In mid-2016, directly after the Cannes screening, Assange friend and Wikileaks supporter Jacob Appelbaum was publicly accused of abusing women while working with Wikileaks and serving as a computer security activist at Tor. At one point in the film Poitras states in a voice-over her personal disappointment with Appelbaum, and her anger at Appelbaum's alleged abuse of one of her friends. In interviews, she stated that Julian Assange frantically attempted to get her to remove scenes in which he refers to the sexual assault allegations against him as a "radical feminist conspiracy" by lesbians, and that included him saying "an actual court case is going to be very hard for these women … they will be reviled for ever by a large segment of the world population. I don’t think it’s in their interest to proceed that way."

Assanges lawyers contacted her directly before Cannes. Poitras said that Assange sent her an SMS message "saying the film is a threat to his freedom and he is forced to treat it accordingly.". According to Poitras, this was what led her to refocus on the same accusations, to add the Appelbaum story to the film, and to change the overall message of the film.

The film touches briefly on the role played by Wikileaks in the 2016 U.S. election.
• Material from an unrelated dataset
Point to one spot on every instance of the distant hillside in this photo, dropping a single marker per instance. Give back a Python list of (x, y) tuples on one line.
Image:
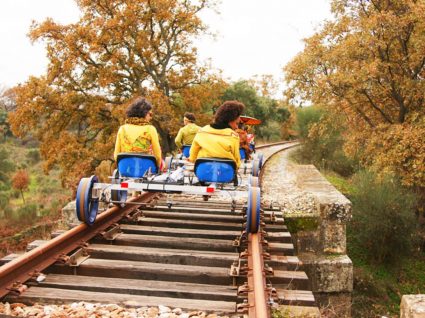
[(38, 203)]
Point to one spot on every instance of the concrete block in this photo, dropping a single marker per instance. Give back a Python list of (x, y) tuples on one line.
[(288, 311), (334, 305), (328, 274), (333, 237), (412, 306)]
On April 9, 2017, Showtime released a trailer for the film, executive produced by Sam Esmail and set to be released in the "summer". In July 2017, the producers of Risk wrote an open letter saying that WikiLeaks had attempted to "censor the content of the film" and "add more scenes with attorney Amal Clooney because she makes WikiLeaks look good".

==Cast==
- Jacob Appelbaum
- Laura Poitras
- Julian Assange
- Sarah Harrison
- Lady Gaga

==Reception==
Review aggregator Rotten Tomatoes collected 101 reviews with an average rating of 7/10 As of 18 July 2018, of which 82% were positive. The website's critical consensus states: "Risk poses knotty questions regarding documentary filmmaking ethics, but remains consistently compelling despite its flaws." Metacritic gave the film a score of 72 out of 100 based on 27 critics, indicating "generally favorable reviews".

The New Republic wrote that "the scenes Poitras captures in RISK are remarkable". Some reviewers highlighted Poitras' complex relationship with WikiLeaks, Assange and Appelbaum. The Washington Post noted that WikiLeaks lawyer Melinda Taylor criticised the film based on a description without seeing it and that her comments "seem particularly off-base".

The film drew only $145,000 in box office remittances, a sharp drop from the $3 million earned by Citizenfour, Poitras' documentary about Edward Snowden.